Помню одно лето, когда мы с Хенриком не сумели найти время, чтобы покататься на лодке, он все время разъезжал по Европе, но мы так сильно скучали по озеру, по ветру, что под конец, в последние теплые денечки, выбрались. Был очень красивый жаркий сентябрь, но когда мы поставили машину у пристани и выгрузили вещи, начали собираться тучи, ясно было, что сейчас грянет гроза, настоящая гроза, какие бывают после долгих недель летнего зноя. Все заторопились к берегу; целый день почти не дуло, озеро было спокойным, а в тот момент ветер совсем уж стих, потому они и свернули паруса и плыли на моторах или даже на веслах, но нам было настолько невтерпеж, что мы не могли больше ждать. Помню, как я бежала босиком по настилу, по шершавым, нагретым солнцем доскам. Мы побросали сумки в лодку, и Хенрик наперекор затишью поставил паруса, и тут вдруг подуло. Оттолкнулись мы от пирса, а ветер крепчал, набирал силу, небо потемнело, и из черно-синих туч хлынула вода. Озеро, прежде гладкое как стол, закипело под крупными каплями дождя. Ветер был очень сильный, а у нас паруса подняты с обеих сторон, и мы почти парили над этой булькающей водой, совершенно одни, остальные сбежали от грозы, а она в итоге прошла стороной; верно, ветер разгулялся и пролилась пара туч, но нам, по правде сказать, было все равно. Когда мы вот так сидели вдвоем, обнявшись, в штормовках, под потоками воды, в кажущемся покое — ведь когда лодка летит по волнам под парусом, то на палубе не чувствуешь ветра, и если бы не дождь, можно хоть свечку зажигать, — когда мы так сидели, я была самой счастливой на свете. И почудилось мне, что весь мир вдруг обрел самые прекрасные, какие только могут быть, формы, сложился в изумительное танцевальное па, и мне одной, одной-единственной в целой вечности представился случай увидеть это, лишь мне и Хенрику, и никому больше.

А ведь может статься, что ровно тридцать лет назад, в тот же день и в тот же час, в ту же минуту и секунду я валялась на песке, а они меня пинали; судьба — дама ироничная, и вполне могло статься, что это происходило тридцатью годами ранее секунда в секунду… но кто там вел счет, все слилось в один длинный кошмарный день, даже не знаю, в каком году это было, что уж говорить о днях.

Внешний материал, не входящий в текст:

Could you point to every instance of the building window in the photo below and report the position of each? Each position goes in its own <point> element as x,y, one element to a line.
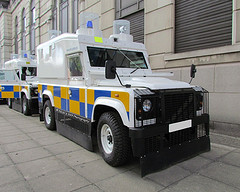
<point>133,11</point>
<point>75,15</point>
<point>32,32</point>
<point>16,36</point>
<point>202,24</point>
<point>24,22</point>
<point>54,15</point>
<point>64,16</point>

Мы никогда не знаем, что с нами еще в жизни приключится. Всегда нужно надеяться, но и опасаться тоже нужно. Помню, как летала последний раз с Хенриком, уже привыкшая к полетам на таком маленьком самолете, ведь на нем все совершенно иначе, скорость небольшая, порой кажется, что земля внизу застыла, а иногда изрядно потряхивает, и в придачу можно лететь так низко, что сумеешь разглядеть, как яблоки на деревьях краснеют. Улетели мы тогда далеко за Париж, был погожий денек, конец лета, и я смотрела на все эти домишки там, внизу, под нами, и думала: вот сейчас в этих домиках, во многих из них, заботливые матери кормят своих детей, вытирают их запачканные мордашки или подают обед на стол, и кто-то из этих детей, когда вырастет, очень возможно, станет знаменитостью, потрясет мир, создаст какую-нибудь замечательную музыку или напишет прекрасную книгу. Так в каком же домике подрастает сейчас, уплетая клецки, новая Эдит Пиаф или мать Тереза? А может, новый Гитлер? Ну же, в каком? В том маленьком, с садом, или в убогом строении с провалившейся крышей, — может, здесь-то и живет ребенок, который через двадцать-тридцать лет сделает такое, что мир зальется слезами над миллионом убитых душ? А может, в том желтом доме с гамаком, натянутом между деревьев, сидит на горшке девочка, которая спустя годы станет известнейшей актрисой, и в нее влюбятся все парни на свете, а сейчас она сидит себе и ковыряет в носу. Вот какие мысли бродили у меня в голове, и я смеялась, пересказывала их Хенрику, и мы вместе смеялись.

Тогда, пока мы плыли между небом и зелеными полями и я была совершенно счастлива, я не знала, что на другой день, почти в тот же самый час, тот же самолет убьет моего Хенрика, загорится от какой-то лопнувшей трубки, и мой любимый, мой единственный мужчина, мой ненаглядный муж упадет с неба, как Икар, с пылающими крыльями и выжжет огромную поляну в лесу, в том самом лесу, который сейчас медленно скользил под нами. Только на другой день меня там уже не было, я осталась здесь, за стойкой, подавала кофе клиентам и поглядывала на часы, ждала его, и не было у меня никаких недобрых предчувствий, вся эта болтовня о предчувствиях — полная ерунда, я просто ждала, но он не появился в четыре, как обычно, а потом приехали люди с аэродрома, и стоило мне их увидеть, как я уже знала, только попросила двух дам, что тут сидели, уйти, вежливо попросила, заперла кафе, потом села за столик с этими людьми, приятелями Хенрика, и все выслушала. Один из них даже плакал, но я не плакала, с тех пор как вышла из лагеря, я никогда не плачу. Сидела я с ними и не столько слушала их, сколько думала о том, предыдущем, дне, о домиках, о самолете, который забрал моего Хенрика, и о том, что вот и закончилась лучшая часть моей жизни. Конечно, всегда надо надеяться, но я не могла не знать, что ничего лучше в моей жизни уже не будет просто потому, что быть не может.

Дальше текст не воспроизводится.